At the Bentley Geospatial Keynote
Styli Camateros did a bit of the year in review and two points struck me. First, that Daratech identified Bentley as the number 2 geospatial company, by revenues last year. This gave me pause back then, but he said something that put it in context: “Daratech now looks at the industry more like us.” Geospatial used in engineering is being measured in ways perhaps it was not in the past.
Second, Bentley is innovating not only in technology but also in licensing. Its Municipal License Subscription (MLS) includes local government packages of “all you can eat” software based on population. Some thirty-five cities are onboard with the program. I don’t believe any other geospatial companies have followed suit.
Camateros offered up that infrastructure is different from other things on earth because the build and life spans are long and because the best info about them are in the original design docs. He then listed some of the requirements for “Advanced GIS for Infrastructure” which may sound familiar. Such solutions must:
1) support federated information management (that is, use content in its native form and where it “lives”)
2) be able to model in real world 3D
3) support engineering users (that is, offer a single environment for their need to plan, analyze, design, manage facilities)
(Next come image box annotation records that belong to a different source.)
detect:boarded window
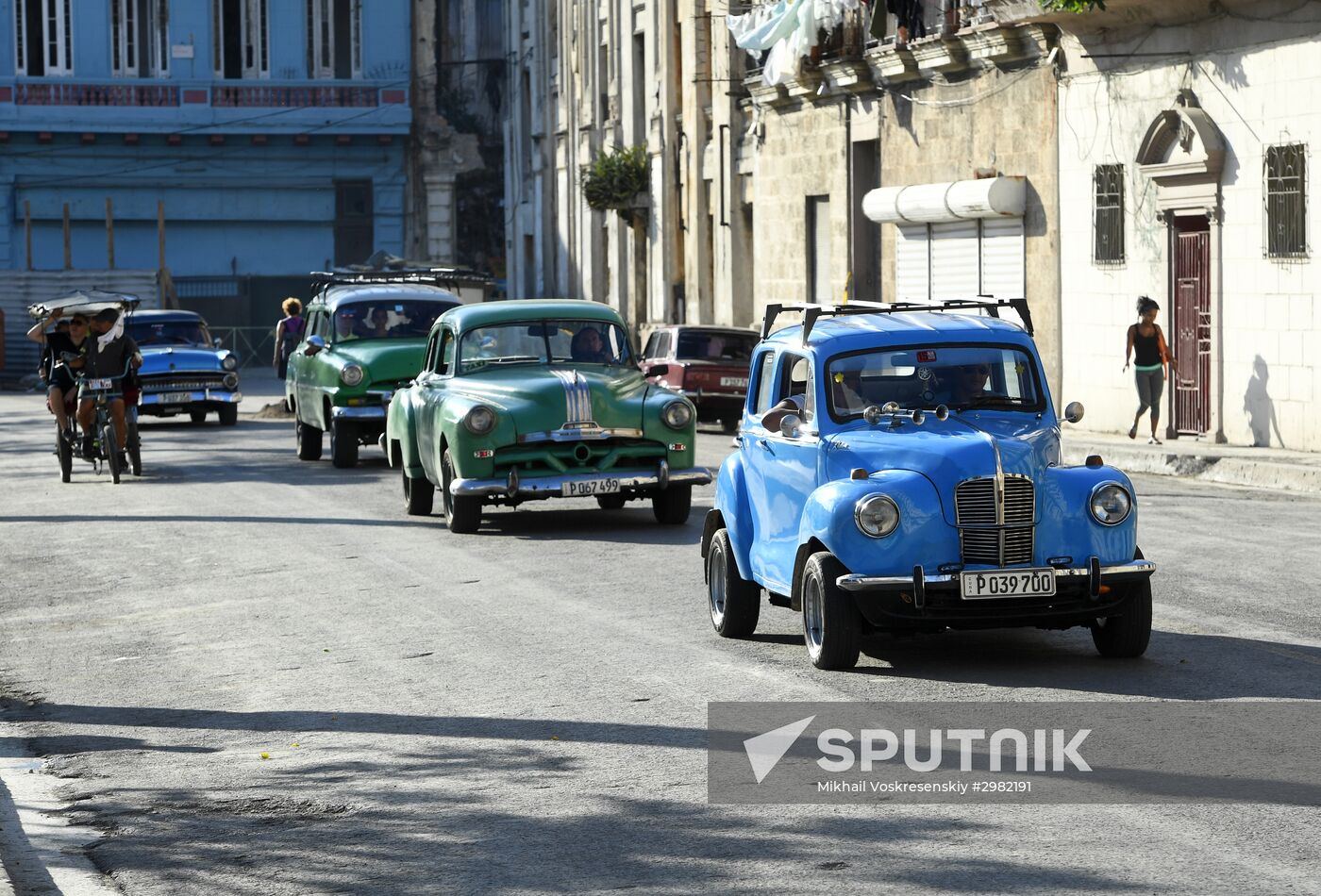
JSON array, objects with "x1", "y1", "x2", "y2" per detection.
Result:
[
  {"x1": 1265, "y1": 144, "x2": 1308, "y2": 258},
  {"x1": 1093, "y1": 165, "x2": 1124, "y2": 264}
]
4) be open (he noted support for OGC standards and “de facto” standards like Oracle Spatial)
5) support multi-disciplinary projects and teams (that is, allow all team members to use the best of breed solution for their work)
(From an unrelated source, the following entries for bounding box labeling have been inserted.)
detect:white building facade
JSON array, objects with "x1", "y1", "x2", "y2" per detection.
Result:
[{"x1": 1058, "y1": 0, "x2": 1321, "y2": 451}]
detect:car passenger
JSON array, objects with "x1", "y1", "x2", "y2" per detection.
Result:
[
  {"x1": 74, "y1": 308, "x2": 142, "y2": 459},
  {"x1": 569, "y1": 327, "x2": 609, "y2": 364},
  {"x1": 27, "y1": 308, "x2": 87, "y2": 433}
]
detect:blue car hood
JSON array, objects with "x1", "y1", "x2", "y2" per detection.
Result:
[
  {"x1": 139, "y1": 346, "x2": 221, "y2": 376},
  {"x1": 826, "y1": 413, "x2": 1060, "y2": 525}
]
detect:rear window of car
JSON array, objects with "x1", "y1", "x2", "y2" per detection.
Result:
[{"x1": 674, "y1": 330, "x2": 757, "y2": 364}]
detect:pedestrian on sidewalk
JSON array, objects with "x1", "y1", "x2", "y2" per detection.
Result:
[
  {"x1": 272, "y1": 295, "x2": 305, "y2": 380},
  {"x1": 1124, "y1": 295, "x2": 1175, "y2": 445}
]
Camateros next set out the product framework. I’ve not been intimate with the Bentley technology stack for a few years, so this was very helpful. At the bottom is the “geospatial desktop” - that’s the Geospatial Extension and Bentley Map, which are to be released later this year. These products are the replacements for what was MicroStation Geographics and serve as a development platform and an end-user mapping solution, respectively. On top of that are the industry applications (for water, sewer, comms, etc.). On top of that is the Geospatial Server (ProjectWise + geosavvy including support for Oracle Spatial) which allows for geospatial document/data management. Other layers that can go “anywhere” include mobile and Web apps. There are also some advanced GIS apps, like Expert Designer for electric and other industries. And, there may be more specialized apps, as well. One thing to note – all of these layers, including the industry apps – are from Bentley. No partner apps are noted.
What followed were detailed demos of Bentley apps for electric, gas, comms, water. I want to confess something: these bored me to tears. But that’s good! Why? They are for engineers, not GIS people like me! In fact, GIS is well hidden in these apps, which underscores how far Bentley as a company has come in finding where “GIS” fits in its offerings.
To wrap up, we heard about the “coming attractions.” They include:
- Support for Oracle’s GeoRaster in Geospatial extension – meaning users have a choice of storing images in ProjectWise or Oracle.
- Native WMS in the Athens (2008) MicroStation release
- WFS support in Geospatial Extension
- WFS/CityGML support in Bentley Map/Geospatial Extension
- Ability to “tile” large 3D projects for fast use in Google Earth
[Disclosure: Bentley covered travel, hotel and meals.]